By ROD AMNER
The legendary Fabian Juries Community Fun Day will kick off at the Oval Sports Ground at 8.45 am on Saturday, 26 November, featuring ’10s’ rugby and netball teams from nine community areas in the city.
Excited team representatives accepted rugby and netball kit from a sponsor Gold Rush’s manager Xola Goba at a joyful ceremony on Thursday night.
The tournament is hosted by the Grahamstown Brumbies Rugby Club, part of the South Eastern Districts Rugby sub-Union (SEDRU).
The event, first held in 2013, is designed to bring Makhanda’s communities closer together, encourage youth to play sports in local clubs, and raise funds. Besides the National Arts Festival, this is arguably the most well-attended community event in the city.
The purpose of sport
Speaking at Thursday’s event, Eastern Province Rugby Union president Maasdorp Cannon, said the purpose of sport was twofold, first for recreation and for secondly it is driven by the “desire for liberation”.
Cannon, who is based in Makhanda, said the struggle against Apartheid was driven by sports people from the 1960s up to the 1980s. “No one internal political organization can claim the right to liberation – no one except the people themselves. And at the centre of it were sports people.
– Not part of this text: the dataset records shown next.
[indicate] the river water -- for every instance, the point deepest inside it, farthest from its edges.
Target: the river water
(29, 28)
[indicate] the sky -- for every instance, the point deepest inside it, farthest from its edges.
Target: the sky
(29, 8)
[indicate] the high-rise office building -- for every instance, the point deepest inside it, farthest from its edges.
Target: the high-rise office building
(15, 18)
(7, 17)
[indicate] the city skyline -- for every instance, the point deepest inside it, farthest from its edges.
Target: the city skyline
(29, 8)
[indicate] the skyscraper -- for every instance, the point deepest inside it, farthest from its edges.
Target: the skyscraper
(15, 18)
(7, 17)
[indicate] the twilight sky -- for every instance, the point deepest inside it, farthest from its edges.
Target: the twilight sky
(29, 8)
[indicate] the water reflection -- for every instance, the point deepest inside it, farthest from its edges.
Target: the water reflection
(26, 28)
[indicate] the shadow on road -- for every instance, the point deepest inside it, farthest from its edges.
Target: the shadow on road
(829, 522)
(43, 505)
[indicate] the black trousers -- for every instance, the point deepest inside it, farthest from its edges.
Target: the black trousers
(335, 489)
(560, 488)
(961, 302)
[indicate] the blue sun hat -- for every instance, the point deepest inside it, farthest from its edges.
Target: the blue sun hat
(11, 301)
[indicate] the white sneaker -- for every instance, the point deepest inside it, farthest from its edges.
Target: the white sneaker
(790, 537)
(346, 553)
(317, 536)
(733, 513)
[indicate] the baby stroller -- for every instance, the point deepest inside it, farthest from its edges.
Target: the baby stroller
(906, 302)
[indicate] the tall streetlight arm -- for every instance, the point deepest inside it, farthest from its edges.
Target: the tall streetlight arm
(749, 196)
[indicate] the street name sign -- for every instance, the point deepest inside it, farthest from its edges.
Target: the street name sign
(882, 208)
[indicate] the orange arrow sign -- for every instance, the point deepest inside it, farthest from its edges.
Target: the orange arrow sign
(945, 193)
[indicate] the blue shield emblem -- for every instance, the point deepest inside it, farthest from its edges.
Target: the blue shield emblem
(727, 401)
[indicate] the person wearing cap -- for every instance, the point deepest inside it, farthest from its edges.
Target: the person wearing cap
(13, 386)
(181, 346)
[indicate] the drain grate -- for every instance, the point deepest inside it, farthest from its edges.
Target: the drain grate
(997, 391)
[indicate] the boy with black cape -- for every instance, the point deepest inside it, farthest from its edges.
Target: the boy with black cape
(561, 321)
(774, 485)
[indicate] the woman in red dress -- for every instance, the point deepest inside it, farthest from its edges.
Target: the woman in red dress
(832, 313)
“I grew up in Grahamstown and am still living in Grahamstown. I never thought of the possibility of leaving my drug-infested area. We can only challenge social ills if we are a united front. Even if it means that we challenge the governance of the town.
“I’m not a politician – I’m very much a sports person. But, I learned my politics in sports when we said there should be no normal sport in an abnormal society.
“Apartheid is still very much alive. Nowadays, it’s expected of all of us to compete on equal terms with people who have the resources. But, I am still saying there can be no normal sport in our abnormal society,” Cannon said.
“Is South African rugby transformed? I am asking that question and I’ve answered that question. And I say no, it’s not transformed. Because if you look at it systemically, it’s based on a system of race. If support of the Springboks is the measurement of a standard, then I say we are all selling out,” he said.